Un mes más tarde, el editor cogió su cámara y el 18 de julio atravesó el Canal de la Mancha para vivir de primera mano las últimas batallas. Aunque nunca se ha considerado fotógrafo y se define secamente como “un periodista”, Morris pasó 27 días en el frente y allí tomó sus únicas fotos profesionales, 12 rollos que al volver metió en el cajón y que ahora, 70 años después, se ha animado por fin a enseñar en público.
Morris las va sacando de una caja plana y alargada con un punto de nostalgia pero sin darse importancia. “Esta es la mejor”, dice, mostrando el retrato de dos prisioneros alemanes con las manos en alto. “Esta la saqué en Rennes”, añade ante una imagen de una mujer francesa despeinada y detenida. “Se había acostado con los alemanes y la llevaban a comisaría. La seguí hasta dentro, pero por desgracia no había luz”.

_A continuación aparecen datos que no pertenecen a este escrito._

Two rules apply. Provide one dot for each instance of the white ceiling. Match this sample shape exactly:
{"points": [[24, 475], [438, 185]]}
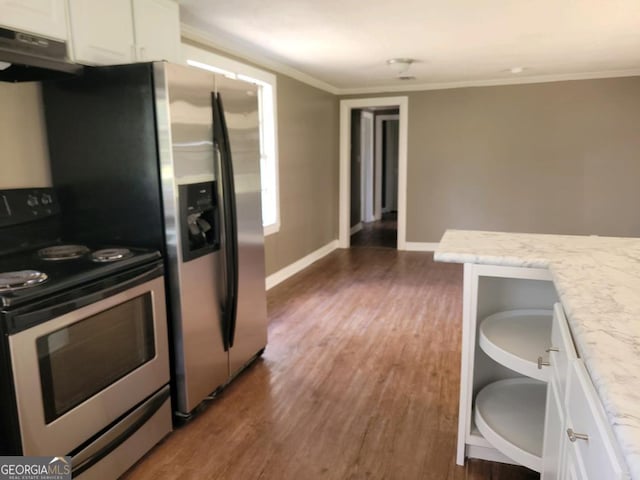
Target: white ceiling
{"points": [[345, 43]]}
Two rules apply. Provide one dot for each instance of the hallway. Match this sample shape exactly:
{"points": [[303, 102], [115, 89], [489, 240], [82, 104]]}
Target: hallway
{"points": [[382, 233]]}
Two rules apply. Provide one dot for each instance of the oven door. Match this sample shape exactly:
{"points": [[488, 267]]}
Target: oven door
{"points": [[76, 374]]}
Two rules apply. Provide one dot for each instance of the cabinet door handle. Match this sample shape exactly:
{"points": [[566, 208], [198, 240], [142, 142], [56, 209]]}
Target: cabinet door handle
{"points": [[541, 363], [573, 436]]}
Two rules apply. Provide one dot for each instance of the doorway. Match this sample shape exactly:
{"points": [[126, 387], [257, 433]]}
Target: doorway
{"points": [[373, 159], [374, 177]]}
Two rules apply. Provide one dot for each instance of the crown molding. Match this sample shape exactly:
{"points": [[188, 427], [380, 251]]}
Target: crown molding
{"points": [[224, 45], [491, 82], [228, 46]]}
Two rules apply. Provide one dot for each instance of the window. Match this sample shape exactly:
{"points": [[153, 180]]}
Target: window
{"points": [[266, 83]]}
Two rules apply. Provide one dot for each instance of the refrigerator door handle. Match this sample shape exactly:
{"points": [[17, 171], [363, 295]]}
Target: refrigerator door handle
{"points": [[221, 142], [233, 230], [225, 301]]}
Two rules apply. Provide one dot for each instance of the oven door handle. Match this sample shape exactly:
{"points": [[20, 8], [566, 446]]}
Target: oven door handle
{"points": [[86, 456], [47, 309]]}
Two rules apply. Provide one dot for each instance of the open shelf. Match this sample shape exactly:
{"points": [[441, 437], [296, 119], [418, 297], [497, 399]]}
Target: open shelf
{"points": [[510, 415], [517, 338]]}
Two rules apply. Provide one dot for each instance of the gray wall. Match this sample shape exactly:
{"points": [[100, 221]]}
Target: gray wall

De aquellos días, Morris recuerda que él y Capa se pasaban el día juntos (“adoraba trabajar con él, lo sabía todo de la guerra”) y que se libraron “de milagro” de morir bajo los disparos de un contingente alemán en Saint-Malo. Pero también se acuerda de las cenas con Hemingway, Marlene Dietrich y Lee Miller, la modelo de Vogue que acabó siendo fotógrafa y corresponsal de guerra.

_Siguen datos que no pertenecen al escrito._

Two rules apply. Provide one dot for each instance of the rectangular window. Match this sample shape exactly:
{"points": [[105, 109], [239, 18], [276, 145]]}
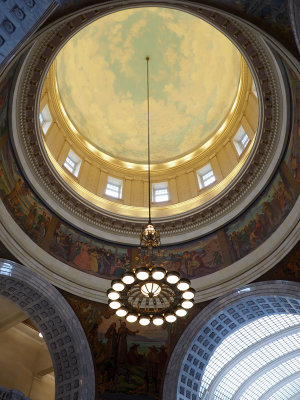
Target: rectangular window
{"points": [[73, 163], [205, 176], [45, 119], [160, 192], [241, 140], [114, 187]]}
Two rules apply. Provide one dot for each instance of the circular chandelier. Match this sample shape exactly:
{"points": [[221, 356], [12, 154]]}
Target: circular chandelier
{"points": [[150, 293]]}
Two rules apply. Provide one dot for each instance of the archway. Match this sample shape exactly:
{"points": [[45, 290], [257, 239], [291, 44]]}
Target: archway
{"points": [[217, 323], [65, 338]]}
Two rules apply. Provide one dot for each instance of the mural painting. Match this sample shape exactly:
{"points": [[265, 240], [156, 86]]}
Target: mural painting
{"points": [[196, 258], [129, 359], [193, 259], [292, 156], [262, 219]]}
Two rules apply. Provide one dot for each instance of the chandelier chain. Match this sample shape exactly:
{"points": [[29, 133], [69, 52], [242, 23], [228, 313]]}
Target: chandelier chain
{"points": [[148, 109]]}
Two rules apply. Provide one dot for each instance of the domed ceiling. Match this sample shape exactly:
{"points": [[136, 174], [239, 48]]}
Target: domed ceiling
{"points": [[194, 79]]}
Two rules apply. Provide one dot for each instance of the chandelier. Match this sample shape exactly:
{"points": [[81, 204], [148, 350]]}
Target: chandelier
{"points": [[150, 293]]}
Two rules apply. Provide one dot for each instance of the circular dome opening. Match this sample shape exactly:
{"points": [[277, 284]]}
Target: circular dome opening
{"points": [[203, 111]]}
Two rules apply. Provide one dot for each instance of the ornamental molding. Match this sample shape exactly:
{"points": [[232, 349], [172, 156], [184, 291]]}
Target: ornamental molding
{"points": [[257, 171]]}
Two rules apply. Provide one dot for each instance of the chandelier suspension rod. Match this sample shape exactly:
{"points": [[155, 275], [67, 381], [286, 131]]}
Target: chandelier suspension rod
{"points": [[149, 188]]}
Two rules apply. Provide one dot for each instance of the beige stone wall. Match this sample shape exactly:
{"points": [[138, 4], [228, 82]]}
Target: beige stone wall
{"points": [[181, 175], [25, 362]]}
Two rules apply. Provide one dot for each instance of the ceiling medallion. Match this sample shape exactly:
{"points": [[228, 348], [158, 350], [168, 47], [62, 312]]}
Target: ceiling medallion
{"points": [[150, 293]]}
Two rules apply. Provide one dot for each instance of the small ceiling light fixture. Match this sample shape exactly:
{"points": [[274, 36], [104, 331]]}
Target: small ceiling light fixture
{"points": [[150, 293]]}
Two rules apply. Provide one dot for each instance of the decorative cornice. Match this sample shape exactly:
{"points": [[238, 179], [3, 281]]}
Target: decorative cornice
{"points": [[253, 177]]}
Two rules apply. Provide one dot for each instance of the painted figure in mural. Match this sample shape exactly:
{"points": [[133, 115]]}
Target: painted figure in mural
{"points": [[112, 341], [75, 250], [82, 260], [122, 342], [103, 263], [94, 259], [133, 357], [3, 186], [67, 243], [31, 217]]}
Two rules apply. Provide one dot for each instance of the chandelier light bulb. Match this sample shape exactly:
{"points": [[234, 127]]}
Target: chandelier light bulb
{"points": [[114, 304], [150, 289], [188, 294], [131, 318], [158, 273], [181, 312], [172, 277], [170, 318], [117, 285], [187, 304], [183, 284], [148, 292], [142, 274], [121, 312], [144, 321], [112, 295], [128, 278], [158, 321]]}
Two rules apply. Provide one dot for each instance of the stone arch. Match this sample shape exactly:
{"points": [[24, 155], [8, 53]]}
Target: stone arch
{"points": [[63, 333], [216, 322]]}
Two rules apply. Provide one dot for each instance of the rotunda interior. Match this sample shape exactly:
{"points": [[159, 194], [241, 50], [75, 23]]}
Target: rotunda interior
{"points": [[208, 152]]}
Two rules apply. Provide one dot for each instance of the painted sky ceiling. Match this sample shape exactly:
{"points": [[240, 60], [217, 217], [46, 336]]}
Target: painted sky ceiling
{"points": [[194, 77]]}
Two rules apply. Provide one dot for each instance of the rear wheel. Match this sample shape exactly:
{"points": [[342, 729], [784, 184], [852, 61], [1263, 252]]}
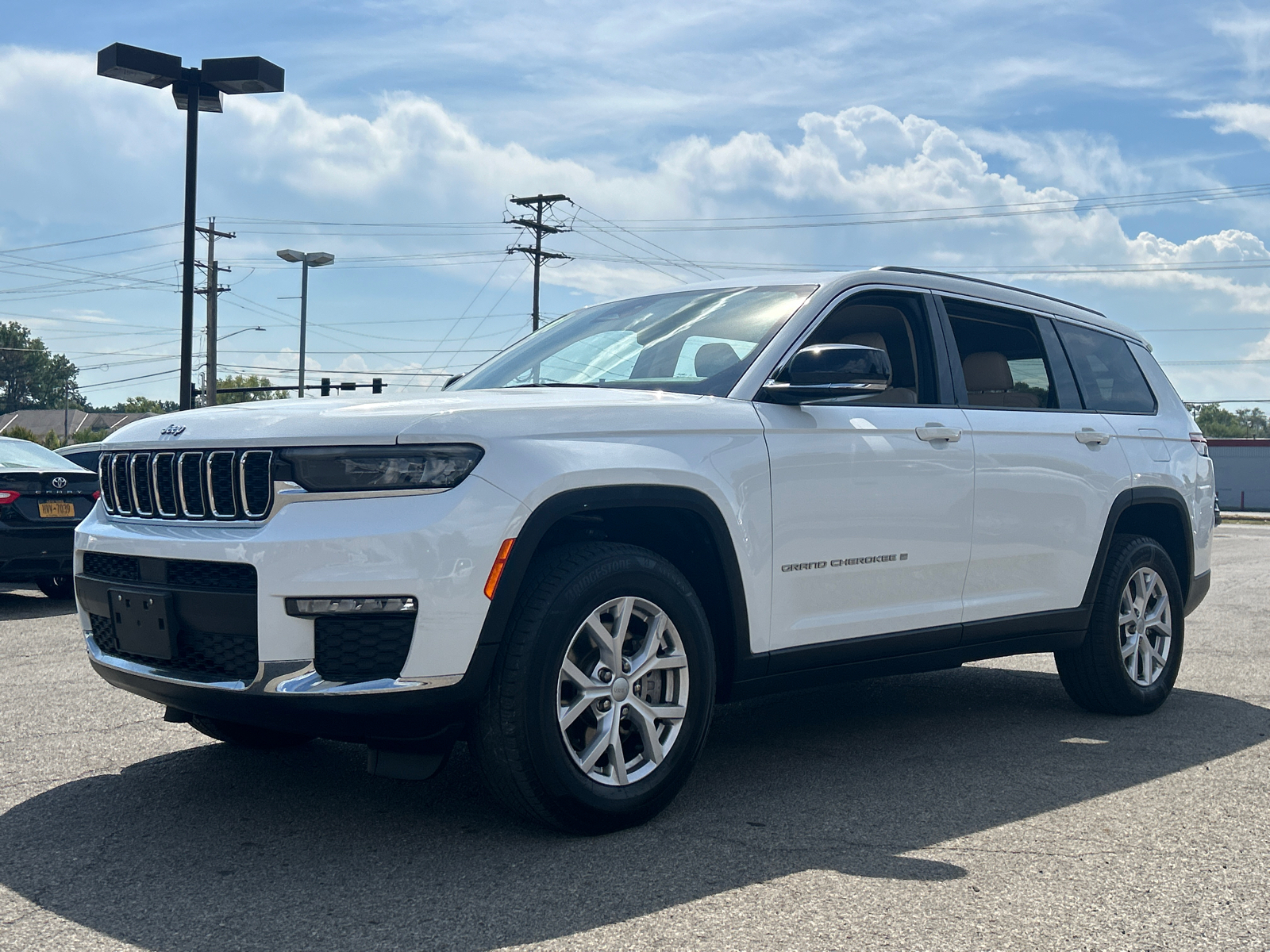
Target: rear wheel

Otra de sus fotos muestra la austera tumba normanda donde descansa Bede Irvin, un fotógrafo de AP. “Una mañana me pidió que pasara el día con él, pero en el último minuto mi compañero de habitación, Frank Scherschel, me convenció de que le acompañara”. Irvin murió ese día a causa de un bombardeo aliado: fuego amigo. Con la sensación de haber vuelto a nacer, Morris pasó las décadas siguientes al frente de la sección gráfica de los mejores diarios y revistas, y se convirtió en director de la cooperativa Magnum Photos, donde se juntaron Capa, Henri Cartier-Bresson, David Seymour y George Rodger, entre otros fenómenos.
Lleno de sabiduría y entusiasmo, aunque una pizca tambaleante por un problema de vértigo, Morris acaba de protagonizar un documental titulado igual que su libro, ¡Consigue la foto!, y será la gran atracción del próximo Festival de Fotoperiodismo de Perpiñán. Historia viva del periodismo clásico, su reflexión sobre la modernidad digital es ambivalente: “Ha supuesto cambios enormes, y tiene cosas buenas y malas. Lo peor es que las grandes corporaciones han tomado el control de los medios y que los editores ya no apoyan a los fotógrafos. Ahora todo el mundo es fotógrafo, se trabaja más rápido y no se les da a las fotos la importancia que tienen, salvo quizá The New York Times, que en mi época [de 1967 a 1976] era más tímido y ahora publica fotos mejores”.
¿Y lo bueno? “Ahora vemos cosas que antes no veíamos, torturas, negociaciones secretas… Antes creíamos que cuanto mejor informada estuviera la gente, más próspero y pacífico sería el mundo. Pero los poderosos siguen montando guerras, y sigue haciendo falta contarlas. Yo no he sido reportero, pero les he alimentado, les he entretenido y he vendido sus fotos. El objetivo era el mismo: ¡conseguir la foto! Sea buena o mala, la foto sigue siendo la última palabra”.